Professor, Durham University

Nabil Iqbal is a professor of mathematical and theoretical physics at Durham University. He obtained his bachelor’s degree in physics and mathematics from Cornell University in 2006 and his Ph.D. from the Massachusetts Institute of Technology in 2011. He held postdoctoral appointments at the Kavli Institute of Theoretical Physics and the University of Amsterdam before joining Durham University as an assistant professor in 2017. He was promoted to associate professor in 2020 and full professor in 2023.

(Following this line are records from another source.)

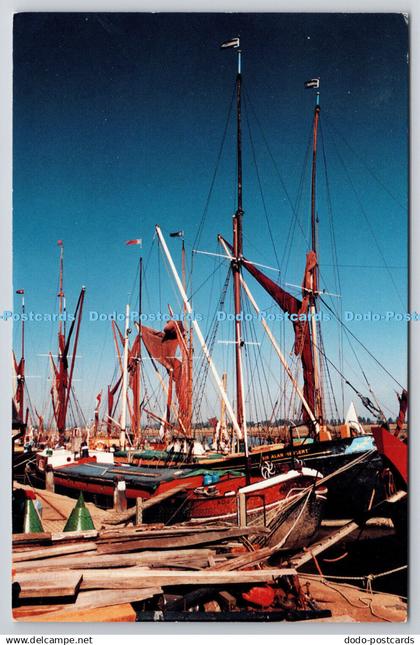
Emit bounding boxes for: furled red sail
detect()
[13,352,25,423]
[394,390,408,437]
[141,320,188,428]
[106,374,122,437]
[243,251,317,422]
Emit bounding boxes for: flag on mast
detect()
[220,38,240,49]
[304,78,319,90]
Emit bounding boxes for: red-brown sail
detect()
[394,390,408,437]
[243,251,316,422]
[141,320,188,428]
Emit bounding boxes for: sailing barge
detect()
[17,40,406,528]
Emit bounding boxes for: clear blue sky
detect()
[14,13,408,426]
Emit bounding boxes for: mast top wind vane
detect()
[220,36,240,49]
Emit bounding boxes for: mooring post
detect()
[45,466,54,493]
[114,477,127,513]
[136,497,143,526]
[238,493,246,527]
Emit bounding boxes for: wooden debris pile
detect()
[13,524,331,622]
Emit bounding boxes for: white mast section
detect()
[218,235,319,433]
[155,225,243,439]
[120,304,130,449]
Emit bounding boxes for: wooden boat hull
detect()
[128,434,383,518]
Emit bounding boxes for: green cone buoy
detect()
[23,499,44,533]
[63,493,95,531]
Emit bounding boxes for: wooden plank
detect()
[79,567,296,589]
[290,522,360,569]
[97,527,268,553]
[16,603,137,623]
[99,524,233,540]
[211,547,274,571]
[102,484,188,524]
[51,529,98,542]
[13,549,214,572]
[12,533,51,546]
[13,587,162,620]
[12,542,96,562]
[14,571,82,599]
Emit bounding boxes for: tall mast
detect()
[309,79,324,425]
[120,304,130,449]
[16,289,25,422]
[182,232,193,437]
[156,226,243,439]
[139,256,143,439]
[57,240,66,336]
[232,39,248,446]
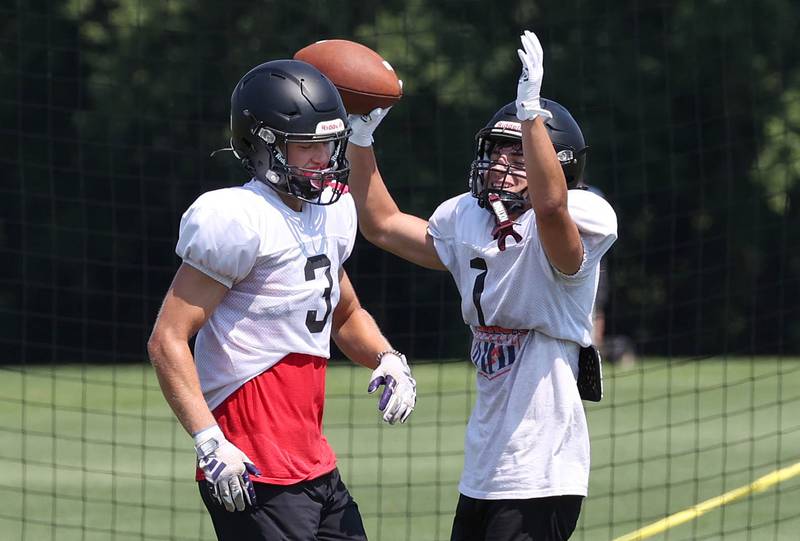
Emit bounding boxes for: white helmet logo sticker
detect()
[494,120,522,132]
[314,118,344,135]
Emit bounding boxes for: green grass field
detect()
[0,359,800,541]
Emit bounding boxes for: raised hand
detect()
[517,30,553,120]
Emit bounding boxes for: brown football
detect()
[294,39,403,115]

Iqbal works on a wide variety of topics in theoretical physics and has made contributions to problems in string theory, quantum field theory, gravity and statistical physics. One of his main interests is holographic duality: the idea that a quantum theory of gravity is exactly equivalent to a theory of particles living in one lower dimension. He has worked extensively on applications of holographic duality, connecting the physics of black holes to that of strongly correlated liquids and understanding holographic measures of quantum entanglement. He has also applied new symmetry principles from quantum field theory to the hydrodynamics of plasmas and the classification of the phases of matter. More recently, he has begun to study applications of machine learning to problems in statistical physics. In general, he is very interested in scientific problems that live at the intersections of different fields.

Research Blurb

Nabil Iqbal currently works as a theoretical high-energy physicist and has recently become interested in the interplay of machine learning and theoretical physics. He will use the Simons Foundation Pivot Fellowship to lay the foundations of a research program in machine learning, working on a project on geometric deep learning with his mentor Erik Bekkers at the Amsterdam Machine Learning Lab. He plans to build a new class of neural networks whose architecture encodes the symmetries of conformal invariance, a powerful symmetry group that appears in many places in nature. He hopes that this new class of networks will have applications to problems in computer vision and the characterization of three-dimensional data.